There are any number of ways to provide the additional training and education that’s needed. As Neal McCluskey notes, a major educational ramp-up will likely require heavy public investments, given that education in the United States is principally a public-sector good. How this ramp-up occurs is immaterial from my point of view. What matters is that it happens. If education is no longer rationed to the lucky few, the price of educated labor will drop and the United States will finally be able to become the high-road economy it’s meant to be.

The legitimacy of levying taxes to recoup illicit gains is beyond dispute.

A full-throated critique: I’m naturally more sympathetic to those critics who suggest that a rent-based analysis could be up to the task if only it were developed more aggressively. My two examples of rent-seeking are intended as illustrations and admittedly don’t deliver a comprehensive account of how our institutions protect and favor the well off.

What would a comprehensive analysis of rent look like? At minimum it would feature a fuller account of supply-side barriers to equal opportunity. As both Alstott and Glenn Loury stress, poor children don’t typically have access to high-quality primary and secondary schooling, since their parents can’t afford private tuition or to live in expensive residential neighborhoods with the best schools. These are the supply-side bottlenecks that I refer to but do not stress because they are the stuff of everyday critique.

But we must go further and address other forms of rent that aren’t as well appreciated. The sources of rent are many, but some of the more prominent include occupational barriers to entry (e.g., the bar exam), the legal right to inherit capital (which can only be exploited by children with an estate to inherit), and the incomplete development of capital markets. These institutions prevent labor from freely flowing to positions that provide unusually high returns. Although Susan Mayer is right that inequality would hardly be eliminated by addressing education rent alone, we don’t know how far a more substantial attack on rent would take us.

I don’t mean to imply that the institutional critique is reducible to a narrative about rent. In focusing on rent, my objective is not to characterize the entirety of the institutional critique, but to highlight that portion most relevant to understanding the rise in inequality. As Mike Konczal points out, those concerned about inequality have developed a broader indictment of “gerrymandered capitalism,” an indictment that challenges the breathtakingly naïve view that our market institutions are a thin set of rules guaranteeing fair exchange.

Does this message have legs?
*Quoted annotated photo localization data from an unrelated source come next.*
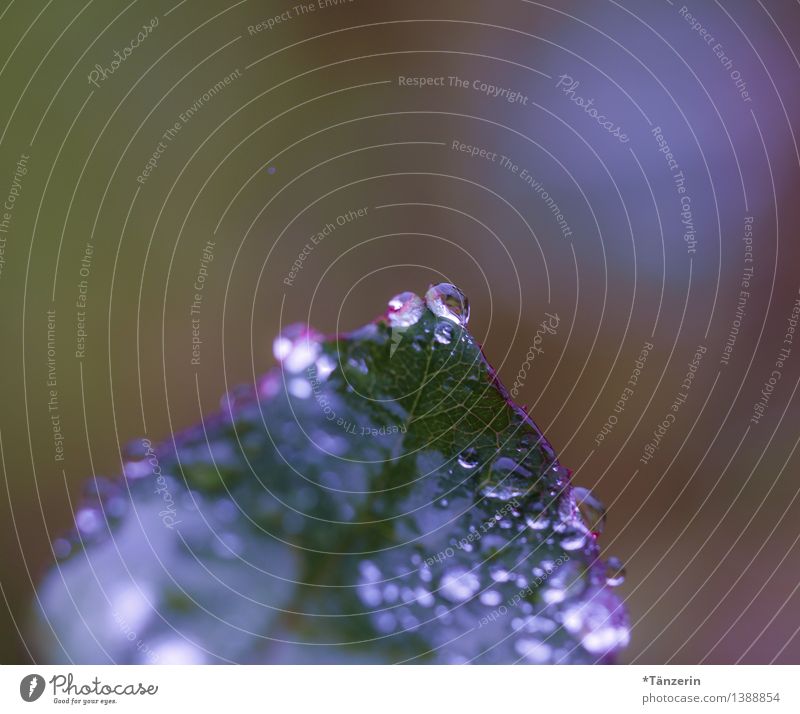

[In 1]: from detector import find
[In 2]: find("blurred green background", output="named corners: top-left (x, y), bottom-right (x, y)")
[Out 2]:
top-left (2, 0), bottom-right (800, 664)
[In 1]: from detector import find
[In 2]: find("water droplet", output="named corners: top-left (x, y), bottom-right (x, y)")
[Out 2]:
top-left (479, 456), bottom-right (534, 501)
top-left (480, 590), bottom-right (503, 606)
top-left (439, 568), bottom-right (480, 602)
top-left (541, 560), bottom-right (585, 604)
top-left (433, 321), bottom-right (454, 345)
top-left (111, 586), bottom-right (152, 636)
top-left (347, 356), bottom-right (368, 374)
top-left (149, 638), bottom-right (207, 664)
top-left (414, 587), bottom-right (435, 607)
top-left (52, 538), bottom-right (71, 560)
top-left (360, 560), bottom-right (381, 580)
top-left (123, 458), bottom-right (151, 481)
top-left (490, 566), bottom-right (512, 583)
top-left (357, 560), bottom-right (384, 607)
top-left (75, 507), bottom-right (103, 536)
top-left (375, 612), bottom-right (397, 633)
top-left (559, 530), bottom-right (587, 551)
top-left (457, 448), bottom-right (479, 469)
top-left (387, 291), bottom-right (424, 328)
top-left (288, 377), bottom-right (312, 399)
top-left (273, 324), bottom-right (321, 373)
top-left (257, 373), bottom-right (281, 399)
top-left (314, 353), bottom-right (336, 381)
top-left (562, 588), bottom-right (629, 655)
top-left (515, 638), bottom-right (552, 663)
top-left (573, 486), bottom-right (607, 536)
top-left (605, 556), bottom-right (626, 587)
top-left (425, 283), bottom-right (470, 326)
top-left (382, 583), bottom-right (400, 603)
top-left (525, 504), bottom-right (551, 531)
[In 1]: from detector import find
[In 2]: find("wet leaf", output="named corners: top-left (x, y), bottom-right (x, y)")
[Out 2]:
top-left (32, 284), bottom-right (628, 664)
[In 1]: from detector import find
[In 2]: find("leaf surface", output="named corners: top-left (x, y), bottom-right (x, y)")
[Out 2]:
top-left (33, 285), bottom-right (628, 664)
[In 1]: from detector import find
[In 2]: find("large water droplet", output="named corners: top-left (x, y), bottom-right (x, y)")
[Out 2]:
top-left (604, 556), bottom-right (626, 587)
top-left (573, 486), bottom-right (607, 536)
top-left (387, 291), bottom-right (424, 328)
top-left (479, 456), bottom-right (534, 501)
top-left (457, 448), bottom-right (479, 469)
top-left (273, 324), bottom-right (321, 373)
top-left (425, 283), bottom-right (470, 326)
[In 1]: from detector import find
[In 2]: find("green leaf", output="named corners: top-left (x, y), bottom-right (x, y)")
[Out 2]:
top-left (32, 284), bottom-right (628, 664)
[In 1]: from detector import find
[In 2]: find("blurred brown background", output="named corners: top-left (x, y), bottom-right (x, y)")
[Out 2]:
top-left (2, 0), bottom-right (800, 664)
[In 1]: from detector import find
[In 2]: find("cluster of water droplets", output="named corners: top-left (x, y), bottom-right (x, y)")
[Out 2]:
top-left (271, 323), bottom-right (339, 400)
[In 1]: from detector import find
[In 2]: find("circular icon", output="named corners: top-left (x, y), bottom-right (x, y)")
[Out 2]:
top-left (20, 674), bottom-right (45, 703)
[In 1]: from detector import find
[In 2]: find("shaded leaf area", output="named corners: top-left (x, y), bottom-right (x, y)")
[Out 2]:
top-left (33, 286), bottom-right (628, 664)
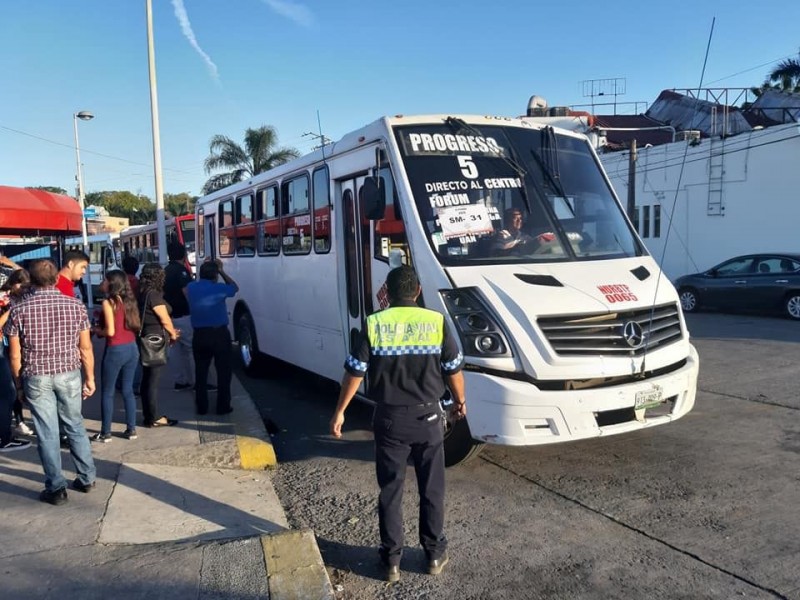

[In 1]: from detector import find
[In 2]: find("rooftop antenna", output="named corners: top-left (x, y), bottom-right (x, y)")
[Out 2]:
top-left (302, 129), bottom-right (332, 152)
top-left (301, 110), bottom-right (332, 154)
top-left (581, 77), bottom-right (627, 114)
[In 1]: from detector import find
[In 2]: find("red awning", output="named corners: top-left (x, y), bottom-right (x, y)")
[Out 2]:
top-left (0, 186), bottom-right (83, 236)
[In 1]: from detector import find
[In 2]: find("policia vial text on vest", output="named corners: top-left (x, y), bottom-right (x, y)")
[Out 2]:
top-left (330, 266), bottom-right (466, 583)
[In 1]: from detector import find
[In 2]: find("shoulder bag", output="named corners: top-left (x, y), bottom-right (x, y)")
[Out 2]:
top-left (137, 291), bottom-right (169, 367)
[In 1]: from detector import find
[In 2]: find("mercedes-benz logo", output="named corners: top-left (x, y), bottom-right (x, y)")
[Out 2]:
top-left (622, 321), bottom-right (645, 349)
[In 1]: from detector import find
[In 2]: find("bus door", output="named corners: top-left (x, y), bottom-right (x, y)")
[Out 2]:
top-left (342, 170), bottom-right (408, 354)
top-left (86, 241), bottom-right (104, 301)
top-left (205, 213), bottom-right (217, 260)
top-left (341, 177), bottom-right (378, 358)
top-left (102, 240), bottom-right (117, 274)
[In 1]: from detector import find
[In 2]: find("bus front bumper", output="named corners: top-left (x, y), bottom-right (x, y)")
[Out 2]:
top-left (463, 344), bottom-right (699, 446)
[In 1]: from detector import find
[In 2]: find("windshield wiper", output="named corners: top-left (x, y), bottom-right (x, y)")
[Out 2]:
top-left (529, 128), bottom-right (573, 216)
top-left (444, 116), bottom-right (532, 215)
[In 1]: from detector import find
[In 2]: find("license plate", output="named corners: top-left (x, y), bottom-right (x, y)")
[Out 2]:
top-left (635, 386), bottom-right (664, 410)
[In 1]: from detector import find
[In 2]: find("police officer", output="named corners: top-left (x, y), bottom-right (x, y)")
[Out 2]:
top-left (330, 265), bottom-right (466, 583)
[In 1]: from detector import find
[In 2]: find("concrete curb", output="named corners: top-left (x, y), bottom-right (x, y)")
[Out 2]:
top-left (230, 373), bottom-right (278, 469)
top-left (262, 529), bottom-right (335, 600)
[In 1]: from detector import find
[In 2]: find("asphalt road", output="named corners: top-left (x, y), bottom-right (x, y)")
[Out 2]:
top-left (237, 312), bottom-right (800, 600)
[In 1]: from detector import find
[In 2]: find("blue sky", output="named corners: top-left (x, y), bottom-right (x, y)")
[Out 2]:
top-left (1, 0), bottom-right (798, 200)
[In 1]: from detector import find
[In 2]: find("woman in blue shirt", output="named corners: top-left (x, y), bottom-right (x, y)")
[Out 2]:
top-left (185, 259), bottom-right (238, 415)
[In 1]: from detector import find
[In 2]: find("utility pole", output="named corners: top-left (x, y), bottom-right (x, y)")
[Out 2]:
top-left (146, 0), bottom-right (167, 265)
top-left (627, 139), bottom-right (637, 221)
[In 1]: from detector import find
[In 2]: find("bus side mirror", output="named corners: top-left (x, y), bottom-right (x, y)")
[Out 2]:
top-left (363, 176), bottom-right (386, 220)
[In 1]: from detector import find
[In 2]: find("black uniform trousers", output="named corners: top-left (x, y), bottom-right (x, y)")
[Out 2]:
top-left (192, 326), bottom-right (232, 414)
top-left (373, 403), bottom-right (447, 566)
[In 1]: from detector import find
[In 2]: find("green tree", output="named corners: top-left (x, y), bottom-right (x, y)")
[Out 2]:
top-left (27, 186), bottom-right (68, 195)
top-left (766, 54), bottom-right (800, 92)
top-left (164, 192), bottom-right (197, 217)
top-left (85, 190), bottom-right (154, 224)
top-left (202, 125), bottom-right (299, 194)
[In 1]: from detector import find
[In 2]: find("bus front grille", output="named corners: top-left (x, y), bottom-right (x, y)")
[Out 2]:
top-left (537, 303), bottom-right (684, 357)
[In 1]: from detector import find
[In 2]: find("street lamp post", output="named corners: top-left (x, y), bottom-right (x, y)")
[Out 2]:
top-left (73, 110), bottom-right (94, 249)
top-left (73, 110), bottom-right (94, 308)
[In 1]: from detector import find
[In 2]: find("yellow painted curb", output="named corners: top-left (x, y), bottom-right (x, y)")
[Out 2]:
top-left (236, 434), bottom-right (277, 469)
top-left (262, 529), bottom-right (334, 599)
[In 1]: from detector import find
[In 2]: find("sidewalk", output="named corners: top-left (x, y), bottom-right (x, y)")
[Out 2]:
top-left (0, 342), bottom-right (333, 599)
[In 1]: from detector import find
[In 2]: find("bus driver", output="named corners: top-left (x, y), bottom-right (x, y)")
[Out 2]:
top-left (492, 207), bottom-right (558, 256)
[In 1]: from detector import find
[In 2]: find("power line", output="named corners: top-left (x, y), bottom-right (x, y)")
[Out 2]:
top-left (0, 124), bottom-right (196, 175)
top-left (609, 126), bottom-right (799, 175)
top-left (705, 51), bottom-right (799, 85)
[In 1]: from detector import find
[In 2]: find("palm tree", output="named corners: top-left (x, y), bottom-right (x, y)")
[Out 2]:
top-left (202, 125), bottom-right (299, 194)
top-left (765, 53), bottom-right (800, 93)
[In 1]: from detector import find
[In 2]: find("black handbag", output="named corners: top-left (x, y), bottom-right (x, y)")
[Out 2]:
top-left (137, 292), bottom-right (169, 367)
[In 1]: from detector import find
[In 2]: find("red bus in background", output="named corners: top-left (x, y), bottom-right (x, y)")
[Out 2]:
top-left (119, 215), bottom-right (195, 274)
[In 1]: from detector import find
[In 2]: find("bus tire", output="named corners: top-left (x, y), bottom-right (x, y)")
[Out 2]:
top-left (236, 312), bottom-right (263, 377)
top-left (443, 416), bottom-right (483, 467)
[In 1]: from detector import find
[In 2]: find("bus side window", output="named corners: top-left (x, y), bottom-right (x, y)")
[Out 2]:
top-left (197, 211), bottom-right (205, 259)
top-left (313, 166), bottom-right (331, 253)
top-left (149, 233), bottom-right (160, 264)
top-left (236, 193), bottom-right (255, 257)
top-left (257, 186), bottom-right (280, 256)
top-left (281, 175), bottom-right (311, 255)
top-left (218, 199), bottom-right (235, 257)
top-left (373, 168), bottom-right (407, 263)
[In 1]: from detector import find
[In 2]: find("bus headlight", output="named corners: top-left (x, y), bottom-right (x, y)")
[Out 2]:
top-left (441, 288), bottom-right (512, 357)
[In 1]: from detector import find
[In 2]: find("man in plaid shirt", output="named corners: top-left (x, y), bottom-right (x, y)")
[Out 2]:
top-left (4, 259), bottom-right (97, 506)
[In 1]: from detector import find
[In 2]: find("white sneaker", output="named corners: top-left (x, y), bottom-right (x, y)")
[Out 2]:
top-left (15, 421), bottom-right (34, 436)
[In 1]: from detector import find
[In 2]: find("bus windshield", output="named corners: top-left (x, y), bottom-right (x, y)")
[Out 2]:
top-left (394, 122), bottom-right (642, 265)
top-left (180, 218), bottom-right (196, 253)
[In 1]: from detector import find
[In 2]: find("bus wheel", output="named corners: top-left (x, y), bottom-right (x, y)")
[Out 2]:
top-left (236, 312), bottom-right (262, 376)
top-left (443, 414), bottom-right (483, 467)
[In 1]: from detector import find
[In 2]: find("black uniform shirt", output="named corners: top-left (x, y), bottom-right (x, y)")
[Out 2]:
top-left (344, 300), bottom-right (463, 407)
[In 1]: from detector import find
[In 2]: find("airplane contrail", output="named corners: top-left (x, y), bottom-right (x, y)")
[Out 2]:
top-left (171, 0), bottom-right (219, 81)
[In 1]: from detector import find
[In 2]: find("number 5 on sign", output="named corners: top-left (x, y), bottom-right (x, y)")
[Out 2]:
top-left (457, 155), bottom-right (478, 179)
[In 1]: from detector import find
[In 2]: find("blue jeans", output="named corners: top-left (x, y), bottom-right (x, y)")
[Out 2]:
top-left (101, 342), bottom-right (139, 434)
top-left (116, 362), bottom-right (142, 393)
top-left (24, 370), bottom-right (96, 492)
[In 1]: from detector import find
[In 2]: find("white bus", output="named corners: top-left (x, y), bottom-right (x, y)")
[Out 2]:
top-left (66, 233), bottom-right (120, 301)
top-left (119, 215), bottom-right (196, 273)
top-left (195, 114), bottom-right (699, 465)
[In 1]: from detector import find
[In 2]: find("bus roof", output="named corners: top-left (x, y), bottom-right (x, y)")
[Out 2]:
top-left (0, 186), bottom-right (83, 236)
top-left (195, 114), bottom-right (588, 207)
top-left (65, 233), bottom-right (118, 244)
top-left (119, 215), bottom-right (190, 238)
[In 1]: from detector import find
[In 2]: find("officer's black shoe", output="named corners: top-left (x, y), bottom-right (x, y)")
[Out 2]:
top-left (40, 487), bottom-right (68, 506)
top-left (72, 478), bottom-right (96, 493)
top-left (381, 561), bottom-right (400, 583)
top-left (427, 552), bottom-right (449, 575)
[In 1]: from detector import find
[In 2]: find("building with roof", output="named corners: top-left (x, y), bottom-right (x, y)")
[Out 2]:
top-left (595, 89), bottom-right (800, 279)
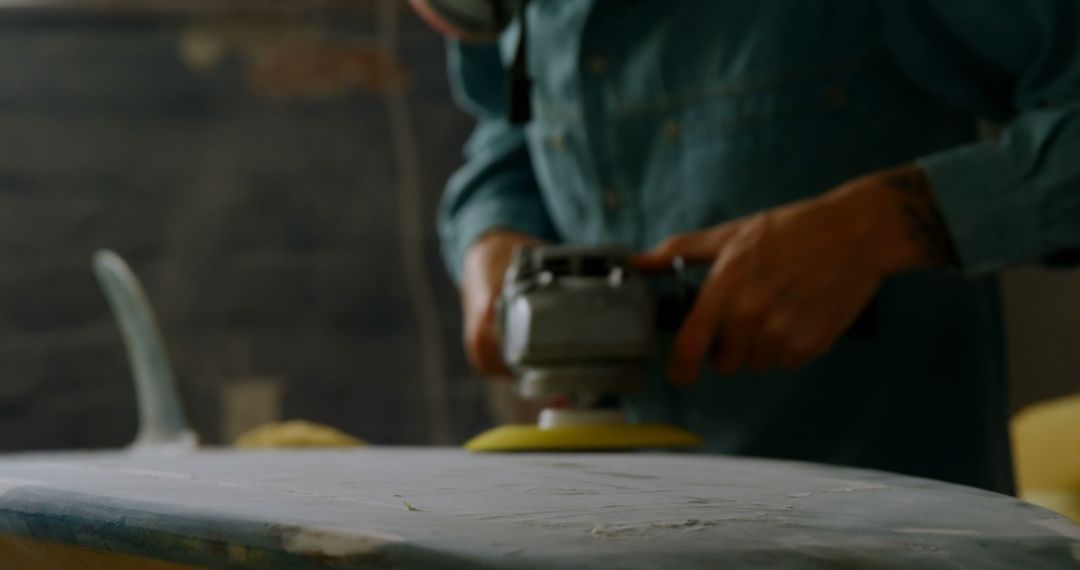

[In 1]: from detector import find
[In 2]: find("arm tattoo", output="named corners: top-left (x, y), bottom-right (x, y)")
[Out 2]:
top-left (886, 168), bottom-right (960, 267)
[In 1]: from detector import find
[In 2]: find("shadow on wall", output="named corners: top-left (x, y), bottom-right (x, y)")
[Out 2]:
top-left (0, 1), bottom-right (482, 450)
top-left (1003, 268), bottom-right (1080, 412)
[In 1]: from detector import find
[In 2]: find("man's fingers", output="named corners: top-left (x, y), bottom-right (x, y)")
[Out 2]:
top-left (744, 308), bottom-right (795, 372)
top-left (666, 249), bottom-right (745, 384)
top-left (777, 334), bottom-right (829, 370)
top-left (711, 327), bottom-right (750, 375)
top-left (633, 225), bottom-right (737, 271)
top-left (463, 294), bottom-right (512, 378)
top-left (669, 317), bottom-right (712, 384)
top-left (711, 287), bottom-right (771, 373)
top-left (776, 312), bottom-right (837, 370)
top-left (772, 291), bottom-right (871, 371)
top-left (667, 279), bottom-right (730, 385)
top-left (459, 231), bottom-right (546, 380)
top-left (774, 281), bottom-right (877, 370)
top-left (477, 335), bottom-right (512, 377)
top-left (465, 321), bottom-right (511, 378)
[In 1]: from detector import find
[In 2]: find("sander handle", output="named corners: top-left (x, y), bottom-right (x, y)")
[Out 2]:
top-left (649, 256), bottom-right (878, 338)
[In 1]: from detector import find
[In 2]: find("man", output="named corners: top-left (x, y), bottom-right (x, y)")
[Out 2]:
top-left (434, 1), bottom-right (1080, 494)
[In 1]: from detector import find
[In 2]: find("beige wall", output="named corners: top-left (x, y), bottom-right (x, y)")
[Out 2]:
top-left (1003, 268), bottom-right (1080, 413)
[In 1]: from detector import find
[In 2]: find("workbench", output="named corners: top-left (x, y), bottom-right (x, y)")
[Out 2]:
top-left (0, 448), bottom-right (1074, 568)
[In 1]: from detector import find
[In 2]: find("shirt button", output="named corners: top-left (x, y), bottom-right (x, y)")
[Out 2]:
top-left (585, 54), bottom-right (608, 76)
top-left (602, 188), bottom-right (622, 211)
top-left (662, 119), bottom-right (680, 142)
top-left (548, 133), bottom-right (566, 150)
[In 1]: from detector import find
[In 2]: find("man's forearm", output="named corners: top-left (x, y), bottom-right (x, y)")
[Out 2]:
top-left (825, 164), bottom-right (960, 275)
top-left (882, 166), bottom-right (960, 268)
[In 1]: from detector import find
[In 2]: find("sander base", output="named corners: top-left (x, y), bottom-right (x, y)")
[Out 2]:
top-left (464, 422), bottom-right (703, 452)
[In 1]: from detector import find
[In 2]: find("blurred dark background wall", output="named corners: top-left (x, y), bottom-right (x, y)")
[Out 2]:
top-left (0, 1), bottom-right (481, 449)
top-left (0, 0), bottom-right (1073, 452)
top-left (1003, 270), bottom-right (1080, 414)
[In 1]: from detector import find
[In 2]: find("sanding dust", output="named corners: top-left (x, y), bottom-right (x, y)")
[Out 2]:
top-left (590, 520), bottom-right (718, 539)
top-left (893, 528), bottom-right (980, 537)
top-left (278, 526), bottom-right (400, 557)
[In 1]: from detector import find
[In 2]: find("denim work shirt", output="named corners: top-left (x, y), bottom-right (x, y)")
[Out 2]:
top-left (438, 0), bottom-right (1080, 494)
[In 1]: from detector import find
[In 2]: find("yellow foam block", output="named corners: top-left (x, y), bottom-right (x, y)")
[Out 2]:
top-left (1021, 489), bottom-right (1080, 523)
top-left (234, 420), bottom-right (366, 449)
top-left (465, 423), bottom-right (703, 452)
top-left (1012, 393), bottom-right (1080, 490)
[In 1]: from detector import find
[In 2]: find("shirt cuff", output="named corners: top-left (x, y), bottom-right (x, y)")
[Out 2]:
top-left (917, 141), bottom-right (1043, 274)
top-left (440, 198), bottom-right (553, 283)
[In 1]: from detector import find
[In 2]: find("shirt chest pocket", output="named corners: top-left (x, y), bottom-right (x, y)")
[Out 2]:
top-left (635, 70), bottom-right (874, 237)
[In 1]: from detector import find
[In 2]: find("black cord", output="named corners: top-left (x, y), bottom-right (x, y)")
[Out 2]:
top-left (507, 0), bottom-right (532, 124)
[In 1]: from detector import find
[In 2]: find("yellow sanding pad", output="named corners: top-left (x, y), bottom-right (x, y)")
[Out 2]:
top-left (464, 423), bottom-right (703, 452)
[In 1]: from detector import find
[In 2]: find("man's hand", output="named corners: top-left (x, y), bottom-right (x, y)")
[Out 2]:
top-left (634, 165), bottom-right (956, 383)
top-left (461, 230), bottom-right (544, 378)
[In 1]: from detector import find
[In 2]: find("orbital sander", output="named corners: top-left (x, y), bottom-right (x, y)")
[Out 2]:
top-left (464, 245), bottom-right (703, 452)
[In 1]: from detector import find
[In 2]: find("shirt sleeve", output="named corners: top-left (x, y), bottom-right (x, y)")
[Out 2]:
top-left (881, 0), bottom-right (1080, 273)
top-left (437, 40), bottom-right (557, 283)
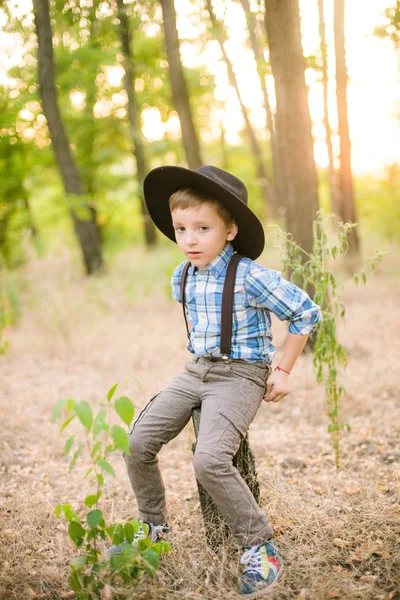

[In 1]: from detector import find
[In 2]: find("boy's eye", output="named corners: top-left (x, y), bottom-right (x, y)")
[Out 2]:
top-left (199, 226), bottom-right (209, 231)
top-left (174, 226), bottom-right (185, 232)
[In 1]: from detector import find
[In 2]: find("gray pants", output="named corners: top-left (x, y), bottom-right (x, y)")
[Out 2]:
top-left (124, 356), bottom-right (273, 547)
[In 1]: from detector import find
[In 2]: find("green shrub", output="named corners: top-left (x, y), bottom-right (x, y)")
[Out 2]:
top-left (52, 381), bottom-right (170, 599)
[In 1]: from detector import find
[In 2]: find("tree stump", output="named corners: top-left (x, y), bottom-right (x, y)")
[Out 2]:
top-left (191, 407), bottom-right (260, 548)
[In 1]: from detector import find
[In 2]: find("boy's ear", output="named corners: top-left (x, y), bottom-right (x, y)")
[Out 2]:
top-left (227, 222), bottom-right (238, 241)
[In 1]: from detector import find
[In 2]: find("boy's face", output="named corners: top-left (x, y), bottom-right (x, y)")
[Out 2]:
top-left (171, 202), bottom-right (238, 268)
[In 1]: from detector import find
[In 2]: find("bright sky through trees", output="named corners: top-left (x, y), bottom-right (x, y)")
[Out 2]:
top-left (1, 0), bottom-right (399, 177)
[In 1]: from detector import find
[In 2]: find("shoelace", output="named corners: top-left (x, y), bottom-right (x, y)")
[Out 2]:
top-left (240, 545), bottom-right (264, 575)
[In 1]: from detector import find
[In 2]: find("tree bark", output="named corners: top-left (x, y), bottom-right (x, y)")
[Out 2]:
top-left (334, 0), bottom-right (360, 255)
top-left (318, 0), bottom-right (339, 215)
top-left (206, 0), bottom-right (273, 215)
top-left (32, 0), bottom-right (104, 274)
top-left (117, 0), bottom-right (156, 246)
top-left (264, 0), bottom-right (319, 257)
top-left (160, 0), bottom-right (202, 170)
top-left (239, 0), bottom-right (282, 217)
top-left (191, 408), bottom-right (260, 548)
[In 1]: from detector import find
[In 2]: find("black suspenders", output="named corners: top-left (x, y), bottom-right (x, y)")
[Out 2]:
top-left (179, 253), bottom-right (243, 357)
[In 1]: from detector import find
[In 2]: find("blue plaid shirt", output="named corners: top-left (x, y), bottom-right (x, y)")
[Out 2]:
top-left (171, 243), bottom-right (322, 363)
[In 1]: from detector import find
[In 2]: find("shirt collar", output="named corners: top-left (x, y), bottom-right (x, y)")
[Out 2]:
top-left (190, 243), bottom-right (234, 278)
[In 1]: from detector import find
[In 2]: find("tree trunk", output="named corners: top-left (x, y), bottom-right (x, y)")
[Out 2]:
top-left (191, 408), bottom-right (260, 548)
top-left (206, 0), bottom-right (273, 215)
top-left (117, 0), bottom-right (156, 246)
top-left (264, 0), bottom-right (319, 257)
top-left (160, 0), bottom-right (202, 170)
top-left (32, 0), bottom-right (104, 274)
top-left (318, 0), bottom-right (339, 215)
top-left (334, 0), bottom-right (360, 255)
top-left (239, 0), bottom-right (282, 217)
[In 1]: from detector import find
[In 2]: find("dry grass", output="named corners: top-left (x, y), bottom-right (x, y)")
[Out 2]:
top-left (0, 244), bottom-right (399, 600)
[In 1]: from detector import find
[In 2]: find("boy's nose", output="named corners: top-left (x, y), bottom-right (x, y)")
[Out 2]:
top-left (186, 232), bottom-right (198, 245)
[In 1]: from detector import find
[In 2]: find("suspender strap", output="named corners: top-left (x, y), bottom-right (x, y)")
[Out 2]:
top-left (179, 253), bottom-right (243, 357)
top-left (220, 252), bottom-right (242, 356)
top-left (180, 261), bottom-right (191, 341)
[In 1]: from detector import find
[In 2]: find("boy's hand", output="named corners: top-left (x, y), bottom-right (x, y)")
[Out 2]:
top-left (264, 369), bottom-right (290, 403)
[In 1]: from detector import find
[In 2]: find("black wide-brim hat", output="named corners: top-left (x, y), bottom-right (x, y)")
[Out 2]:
top-left (143, 165), bottom-right (265, 259)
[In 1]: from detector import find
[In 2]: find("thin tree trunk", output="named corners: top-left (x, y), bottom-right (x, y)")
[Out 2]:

Understandably, Teixeira and others are skeptical, but the message does resonate well with our country’s most cherished commitments to equal opportunity and fair return, principles that we want to be real and meaningful rather than hollow. There are few moments in history when our institutions have been understood for what they are rather than what we’d like them to be. When such a moment presents itself, as it has now, it’s our obligation to exploit the newly created potential for fundamental reform.